Government has spent over $25 million on severance payments, advises PM Harris

April 16, 2021 in National

Processing of severance payments continues apace and according to Prime Minister Dr the Hon Timothy Harris, the number of staff at the Department of Labour has been increased and another shift has been added to allow for more claims to be paid in a more efficient timeframe.

Prime Minister Harris, who was responding to a caller on the popular Leadership Matters Programme on ZIZ Television on Tuesday April 13, pointed out that it has taken quite a bit of time on account of the sheer volume of displaced persons, and also on account of the fact that several of the employers had not paid up, which made it problematic for the Department of Labour to do justice to the claims.

“We have so far spent over $25 million on severance payments and the Fund basically, we have said repeatedly, has been depleted,” said Dr Harris. “It means that the majority of those recourses are coming from the Federal Government coffers.”

The Government is concerned and he observed that he would have raised the issue on the Leadership Matters Programme before where he would have indicated that at the Cabinet level, a decision had been undertaken to increase the number of staff members working at the Department of Labour and to add another shift so that more claims can processed in a more efficient timeframe.

“So all those things are happening and should be happening and in due course persons will get their due,” said Dr Harris.

While apologising to the affected workers for the delay, Prime Minister Harris advised that the delay has not been only at the level of the Department of Labour but has also been due to the negligence in some part of a number of employers who had not done right for their employees.

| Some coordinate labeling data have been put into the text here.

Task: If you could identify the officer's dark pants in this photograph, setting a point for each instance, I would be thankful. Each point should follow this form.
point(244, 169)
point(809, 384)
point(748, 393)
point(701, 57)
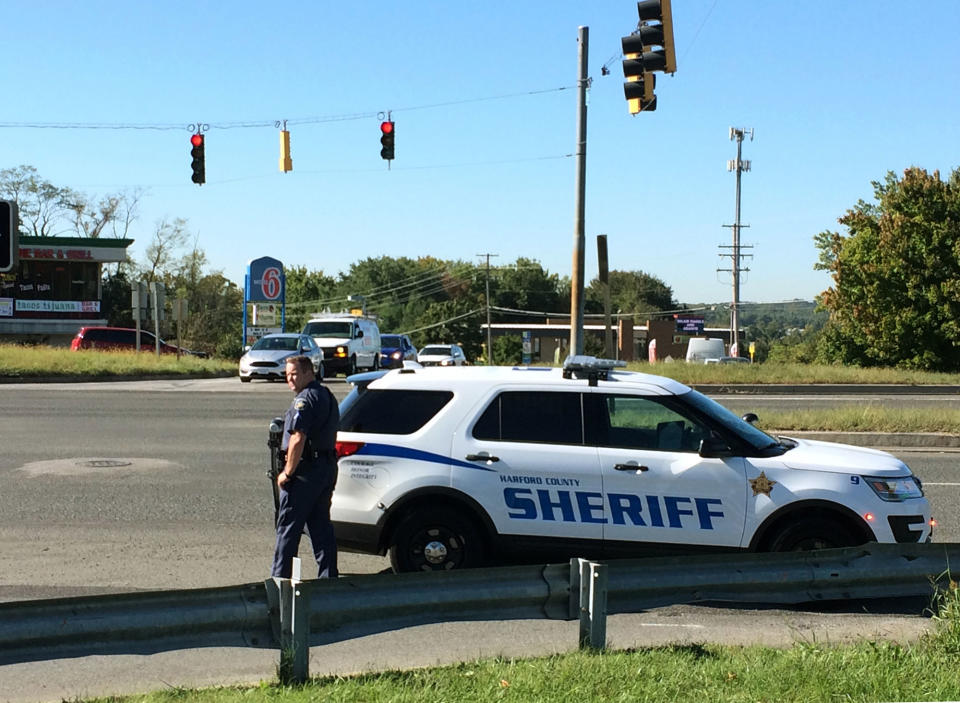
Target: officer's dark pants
point(306, 503)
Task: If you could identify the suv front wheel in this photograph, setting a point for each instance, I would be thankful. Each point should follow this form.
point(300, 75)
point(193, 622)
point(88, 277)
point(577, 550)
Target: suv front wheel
point(437, 540)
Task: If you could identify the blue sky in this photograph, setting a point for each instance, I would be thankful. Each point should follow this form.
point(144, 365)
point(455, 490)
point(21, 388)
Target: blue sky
point(838, 93)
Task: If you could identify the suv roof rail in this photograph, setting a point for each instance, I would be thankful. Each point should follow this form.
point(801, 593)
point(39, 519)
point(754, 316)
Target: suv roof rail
point(590, 367)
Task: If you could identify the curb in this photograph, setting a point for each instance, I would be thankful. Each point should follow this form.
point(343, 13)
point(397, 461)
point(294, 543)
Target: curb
point(825, 388)
point(113, 378)
point(900, 440)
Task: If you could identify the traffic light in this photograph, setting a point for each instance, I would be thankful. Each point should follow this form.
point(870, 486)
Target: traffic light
point(199, 166)
point(389, 130)
point(641, 58)
point(9, 232)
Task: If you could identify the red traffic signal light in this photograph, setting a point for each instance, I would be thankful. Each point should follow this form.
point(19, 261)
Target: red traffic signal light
point(199, 160)
point(389, 130)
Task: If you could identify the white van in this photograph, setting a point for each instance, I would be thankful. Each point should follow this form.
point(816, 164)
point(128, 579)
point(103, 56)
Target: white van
point(349, 342)
point(704, 350)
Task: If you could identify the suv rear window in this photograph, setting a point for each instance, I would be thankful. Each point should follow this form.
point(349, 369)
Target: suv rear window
point(393, 411)
point(532, 416)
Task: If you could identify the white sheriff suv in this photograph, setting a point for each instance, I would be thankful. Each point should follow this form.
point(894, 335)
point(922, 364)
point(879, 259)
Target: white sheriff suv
point(453, 468)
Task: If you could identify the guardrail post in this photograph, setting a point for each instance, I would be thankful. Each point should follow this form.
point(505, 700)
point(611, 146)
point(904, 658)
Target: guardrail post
point(593, 604)
point(294, 628)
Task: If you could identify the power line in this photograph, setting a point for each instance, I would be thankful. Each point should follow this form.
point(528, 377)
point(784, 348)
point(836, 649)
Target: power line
point(270, 123)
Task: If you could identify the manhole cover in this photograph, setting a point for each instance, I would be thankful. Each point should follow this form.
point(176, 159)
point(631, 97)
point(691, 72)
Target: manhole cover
point(104, 463)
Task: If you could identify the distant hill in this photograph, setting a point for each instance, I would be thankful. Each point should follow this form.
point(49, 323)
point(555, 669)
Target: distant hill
point(784, 315)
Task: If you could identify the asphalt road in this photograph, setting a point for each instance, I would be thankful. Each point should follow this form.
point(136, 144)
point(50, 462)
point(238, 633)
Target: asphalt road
point(110, 487)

He urged every employee to be going to the Social Security at regular intervals and get printout of the contributions and payments made as that would allow them to know well in advance whether or not their employer is paying their contributions, and the portion deducted from their (employees’) wages.

“When then the difficulties are only discovered at the point when you are severed, of course some time will be lost,” noted Dr Harris. “But you can be proactive about it.”

He informed that at the Cabinet level they have asked that at regular intervals the Social Security should make the printouts available to every employee, to not wait until there is the ultimate event such as the severance being triggered for persons to then find out that their employers had not been paying to Social Security.

The Honourable Prime Minister stated that the Government is on a policy of expediting of claims, which also includes some persons who had not been appropriately documented, meaning they were working while not holders of work permits stamp, or they have had difficulties in getting regularised because they do not have the requisite police records.

“There have been other cases where persons, although they had been working and although they had some payments made, they were in fact not properly documented and those issues had to be addressed at the level of National Security,” said the Honourable Prime Minister.

According to Prime Minister Harris, Commissioner of Police Mr Hilroy Brandy “has introduced a policy of leniency when that information comes to him so that the person can get their status rectified and that also helps with the processing. All these things are happening simultaneously.”